Coindesk reported as early as 2014 about a test project in Finland to transmit bitcoin payments over the airwaves. There are also services like Blockstream Satellite, which describes itself as a broadcaster of the bitcoin blockchain from space, so people without internet or during a disruption can gain access.
But the idea of truly being able to sustain the transmission of bitcoin transactions if the internet were knocked offline has been hotly debated in bitcoin forums.
Whether online or not, Bauerle advises bitcoin owners to store their digital assets on a hard drive rather than in the cloud. "Custody is part of the problem here," he said.

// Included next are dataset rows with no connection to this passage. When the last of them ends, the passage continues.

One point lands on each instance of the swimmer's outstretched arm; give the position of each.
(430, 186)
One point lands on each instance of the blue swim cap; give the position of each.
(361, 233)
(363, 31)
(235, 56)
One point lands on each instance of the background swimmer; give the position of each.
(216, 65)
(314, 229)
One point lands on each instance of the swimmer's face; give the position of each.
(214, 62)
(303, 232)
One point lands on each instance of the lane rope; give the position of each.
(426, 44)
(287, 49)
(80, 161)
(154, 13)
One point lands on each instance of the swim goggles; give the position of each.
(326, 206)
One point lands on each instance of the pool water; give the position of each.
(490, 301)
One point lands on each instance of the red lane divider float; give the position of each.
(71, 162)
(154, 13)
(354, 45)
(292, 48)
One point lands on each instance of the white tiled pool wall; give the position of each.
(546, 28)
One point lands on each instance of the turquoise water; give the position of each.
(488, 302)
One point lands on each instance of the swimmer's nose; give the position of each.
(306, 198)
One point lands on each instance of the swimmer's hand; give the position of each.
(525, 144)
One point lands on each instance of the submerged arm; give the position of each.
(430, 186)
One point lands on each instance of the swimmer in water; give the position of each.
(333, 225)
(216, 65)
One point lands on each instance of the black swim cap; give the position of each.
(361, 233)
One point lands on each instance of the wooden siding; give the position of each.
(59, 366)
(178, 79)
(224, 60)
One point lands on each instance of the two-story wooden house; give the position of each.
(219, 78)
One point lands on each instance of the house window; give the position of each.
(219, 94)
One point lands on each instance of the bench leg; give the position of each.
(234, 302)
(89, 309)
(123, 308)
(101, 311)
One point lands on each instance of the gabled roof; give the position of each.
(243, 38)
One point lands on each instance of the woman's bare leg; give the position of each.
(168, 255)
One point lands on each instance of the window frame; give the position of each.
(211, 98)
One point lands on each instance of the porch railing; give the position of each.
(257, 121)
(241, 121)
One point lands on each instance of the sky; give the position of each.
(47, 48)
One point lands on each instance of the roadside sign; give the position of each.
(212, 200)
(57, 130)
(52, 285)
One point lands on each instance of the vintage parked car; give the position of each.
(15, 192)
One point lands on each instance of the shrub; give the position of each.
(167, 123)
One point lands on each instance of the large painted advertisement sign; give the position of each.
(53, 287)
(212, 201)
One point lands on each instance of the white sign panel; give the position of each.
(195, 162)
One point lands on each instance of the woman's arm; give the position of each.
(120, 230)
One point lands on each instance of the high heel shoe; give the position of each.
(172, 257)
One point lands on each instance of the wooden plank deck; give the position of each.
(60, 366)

Besides holding a market value, bitcoin is also a digital currency that's created by so-called miners with powerful computers online. The digital currency has no central authority, and the transactions are recorded in an anonymous public log called the blockchain.
Proponents argue bitcoin, which has risen more than 1,000 percent this year, is a good medium of exchange and a way to store value, much like gold. But critics, including JPMorgan Chairman and CEO Jamie Dimon, doubt the legitimacy of bitcoin as either. Dimon has repeatedly called bitcoin a "fraud."
Cboe bitcoin futures are to begin trading on Sunday. The CME contracts are slated to launch on Dec. 18. Nasdaq, meanwhile, plans to launch its own bitcoin futures as early as the second quarter of 2018.
— Reuters contributed to this report.